Unsociable media: Our tips on using social media during the party season
Sometimes, the urge to say something, anything is unbelievable. Halfway through your office party, and after your eighth glass of red, that awful man that heads up your sales team saunters up to you. He says something breathtakingly inappropriate, and sidles off, hands in pockets, possibly whistling. You are left red-faced, and more than a little outraged. Heading to the toilet to calm down, you can’t resist a quick tweet. ‘So-and-so from Sales just said this!’ you type furiously. ‘What an idiot. #[insertcompanyname]’. And that’s your first mistake.
The trick to enjoying social media during the party season is very simple. If you find yourself wanting to say or post anything that you know will a) enrage someone else or b) compromise your job, beware. Here are Further’s top tips for keeping your reputation intact this December:
1) When you’re out and about, get off Twitter. The whole night. Tweeting about how much fun you’re having looks ridiculous, and to be honest, who cares? The chances are, everyone else is also at a party. Constantly drawing attention to the wild night you’re having always looks faintly absurd; it’s a sad paradox. Avoid at all costs.
2) Hold your tongue. Emboldened by alcohol, you finally pluck up the courage to comment underneath a hated colleague’s photo with a pithy remark, such as ‘You look like a pig in a dress.’ This may well be funny in the ladies’ loos, when you’re surrounded by a gaggle of giggling pals egging you on. The chances are, this will stop being funny when aforementioned hated colleague approaches your desk at 9.03am on Monday morning, and then tells your boss.
3) Be discreet. If you do find yourself sharing a kiss with a colleague, try and make sure you’re away from prying eyes (and camera phones.) There’s nothing worse than finding out a romantic moment exists in photo form. Of course, we’d never recommend a smooch with a colleague, but as long as you’re both single, do so at your own risk!
4) Consideration is key. Let your boss enjoy that huge chocolate mousse she ordered, and allow her to eat it drunkenly in the corner. Don’t feel the need to post a picture of her private moment all over Twitter. The lady works hard. Allow her this moment of indignity with the mousse.

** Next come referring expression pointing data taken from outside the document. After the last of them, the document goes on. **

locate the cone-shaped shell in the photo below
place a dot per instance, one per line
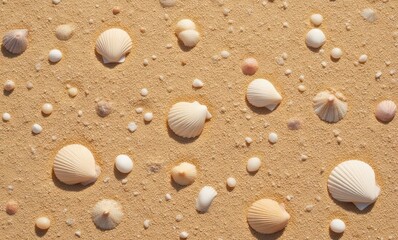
(330, 106)
(188, 119)
(261, 93)
(113, 45)
(184, 174)
(16, 41)
(107, 214)
(354, 181)
(75, 164)
(267, 216)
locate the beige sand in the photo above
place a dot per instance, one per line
(220, 152)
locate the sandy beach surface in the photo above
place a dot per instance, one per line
(264, 30)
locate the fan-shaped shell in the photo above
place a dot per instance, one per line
(113, 45)
(16, 41)
(354, 181)
(188, 119)
(75, 164)
(267, 216)
(261, 93)
(330, 106)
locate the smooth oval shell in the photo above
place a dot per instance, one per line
(187, 120)
(330, 106)
(354, 181)
(267, 216)
(107, 214)
(75, 164)
(261, 93)
(16, 41)
(113, 45)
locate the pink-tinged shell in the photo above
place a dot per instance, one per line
(385, 111)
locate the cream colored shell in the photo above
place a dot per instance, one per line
(188, 119)
(261, 93)
(113, 45)
(354, 181)
(75, 164)
(16, 41)
(267, 216)
(330, 106)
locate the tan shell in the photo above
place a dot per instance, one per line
(113, 45)
(75, 164)
(16, 41)
(267, 216)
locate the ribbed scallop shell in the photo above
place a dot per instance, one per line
(113, 45)
(16, 41)
(267, 216)
(75, 164)
(330, 106)
(188, 119)
(261, 93)
(354, 181)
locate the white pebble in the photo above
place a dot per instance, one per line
(36, 128)
(337, 225)
(148, 116)
(55, 55)
(253, 164)
(273, 138)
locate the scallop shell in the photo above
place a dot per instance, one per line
(261, 93)
(188, 119)
(75, 164)
(354, 181)
(113, 45)
(107, 214)
(330, 106)
(267, 216)
(16, 41)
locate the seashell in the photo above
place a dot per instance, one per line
(76, 164)
(330, 106)
(113, 45)
(16, 41)
(261, 93)
(267, 216)
(385, 111)
(184, 174)
(107, 214)
(205, 197)
(188, 119)
(64, 32)
(354, 181)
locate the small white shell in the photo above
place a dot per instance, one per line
(184, 174)
(315, 38)
(267, 216)
(330, 106)
(188, 119)
(113, 45)
(16, 41)
(205, 198)
(107, 214)
(261, 93)
(354, 181)
(76, 164)
(385, 111)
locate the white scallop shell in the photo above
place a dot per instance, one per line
(205, 198)
(330, 106)
(75, 164)
(16, 41)
(188, 119)
(261, 93)
(113, 45)
(354, 181)
(267, 216)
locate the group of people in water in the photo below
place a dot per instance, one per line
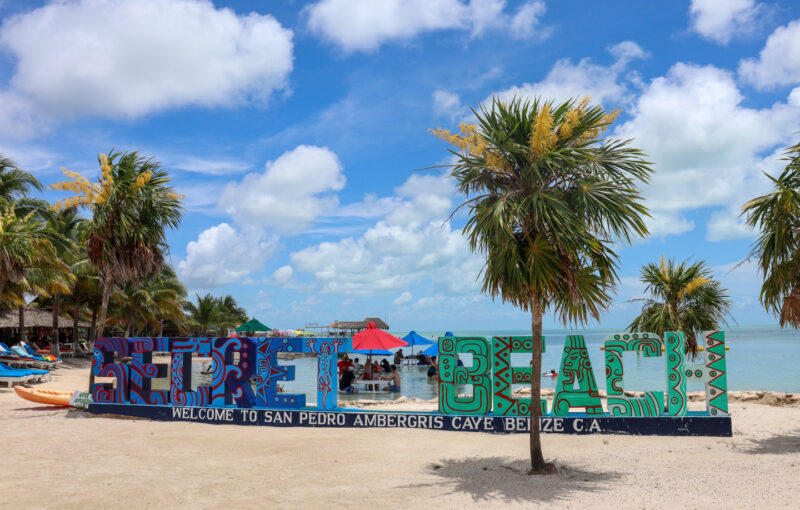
(352, 370)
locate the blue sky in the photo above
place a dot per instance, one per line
(296, 131)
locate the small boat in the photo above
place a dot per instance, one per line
(49, 397)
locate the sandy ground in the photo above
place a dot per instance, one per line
(58, 458)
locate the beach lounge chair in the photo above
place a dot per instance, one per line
(35, 353)
(10, 357)
(36, 361)
(26, 371)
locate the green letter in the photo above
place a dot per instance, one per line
(576, 367)
(451, 375)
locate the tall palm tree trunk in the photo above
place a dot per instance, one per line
(129, 324)
(101, 326)
(93, 331)
(55, 348)
(22, 333)
(538, 465)
(75, 326)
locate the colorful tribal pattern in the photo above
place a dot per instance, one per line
(180, 388)
(103, 366)
(674, 343)
(326, 350)
(712, 373)
(576, 367)
(142, 370)
(270, 372)
(451, 375)
(618, 405)
(231, 382)
(505, 376)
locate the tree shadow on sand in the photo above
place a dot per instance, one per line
(485, 478)
(782, 444)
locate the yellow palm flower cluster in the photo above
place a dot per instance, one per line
(546, 132)
(693, 286)
(141, 181)
(663, 267)
(87, 193)
(543, 138)
(468, 141)
(8, 217)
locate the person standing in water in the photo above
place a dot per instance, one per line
(394, 380)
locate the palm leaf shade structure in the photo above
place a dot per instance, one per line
(252, 326)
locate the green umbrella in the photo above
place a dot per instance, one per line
(253, 325)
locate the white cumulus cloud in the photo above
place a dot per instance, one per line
(722, 20)
(364, 25)
(129, 58)
(568, 80)
(412, 244)
(223, 255)
(292, 191)
(779, 61)
(707, 147)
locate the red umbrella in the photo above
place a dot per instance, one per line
(373, 338)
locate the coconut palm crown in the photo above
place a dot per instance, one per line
(546, 199)
(132, 208)
(683, 297)
(776, 216)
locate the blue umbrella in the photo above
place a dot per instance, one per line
(433, 350)
(413, 339)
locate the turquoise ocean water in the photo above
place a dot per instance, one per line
(760, 358)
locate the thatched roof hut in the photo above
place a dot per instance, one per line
(37, 318)
(349, 328)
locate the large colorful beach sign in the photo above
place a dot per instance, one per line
(245, 373)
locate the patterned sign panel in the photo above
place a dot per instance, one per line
(576, 369)
(355, 418)
(505, 376)
(245, 373)
(451, 376)
(647, 344)
(713, 373)
(270, 372)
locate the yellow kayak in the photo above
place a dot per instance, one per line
(49, 397)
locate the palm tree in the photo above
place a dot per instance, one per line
(132, 209)
(683, 297)
(65, 229)
(546, 198)
(776, 216)
(148, 305)
(202, 315)
(29, 261)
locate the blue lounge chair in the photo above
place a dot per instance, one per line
(28, 371)
(36, 360)
(14, 377)
(30, 350)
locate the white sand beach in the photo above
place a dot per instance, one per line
(59, 458)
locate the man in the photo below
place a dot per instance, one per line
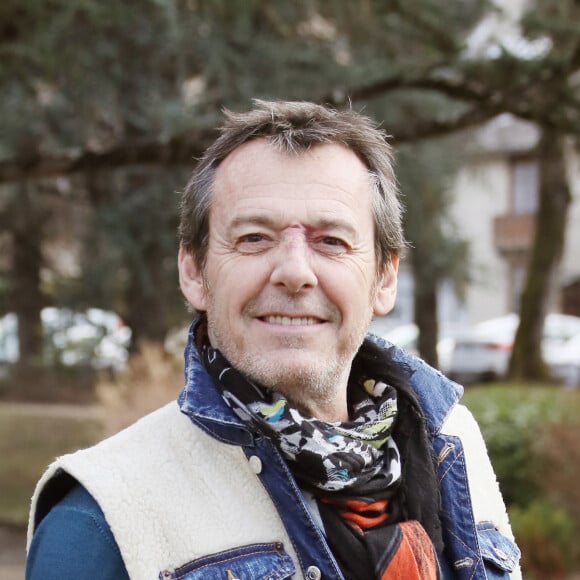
(299, 448)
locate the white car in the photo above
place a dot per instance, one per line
(564, 362)
(406, 336)
(94, 337)
(484, 353)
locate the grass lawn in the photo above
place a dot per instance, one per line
(520, 402)
(28, 443)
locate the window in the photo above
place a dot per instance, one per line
(525, 186)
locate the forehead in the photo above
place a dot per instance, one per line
(259, 169)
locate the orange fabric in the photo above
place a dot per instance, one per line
(361, 514)
(360, 510)
(415, 558)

5) If you’re sat next to people you don’t know very well, and the conversation is lacking somewhat, resist the urge to get your phone out and pass the time by checking out photos of your ex on Facebook. Not only is this the height of rudeness, but it’s also a tad narrow-minded. Give these people a chance. After a few glasses of wine, you may find out things about Gavin from Accounts that will make you see him in a whole new light.
6) Finally, remember, alcohol has a set of inverse laws; the commonest being the cleverer you think you’re being, the sillier you are. If you tweet or post a negative thinly-veiled reference that you think won’t be noticed, and you believe is the social media equivalent of the enigma code, believe us, it will. Tweeting ‘Some things just go on and on and on…’ during the MDs speech isn’t big or clever. It just makes you look like you have a bad attitude. Which most MDs don’t like.
These guidelines are mainly common sense. However, if you’re absolutely desperate to get on Facebook after you get home, there’s nothing wrong with a happy, energetic status update saying what an ace night you’ve had. You can go to bed smelling faintly of gin, party streamers in your hair, and most importantly, your reputation fully intact. Hurrah.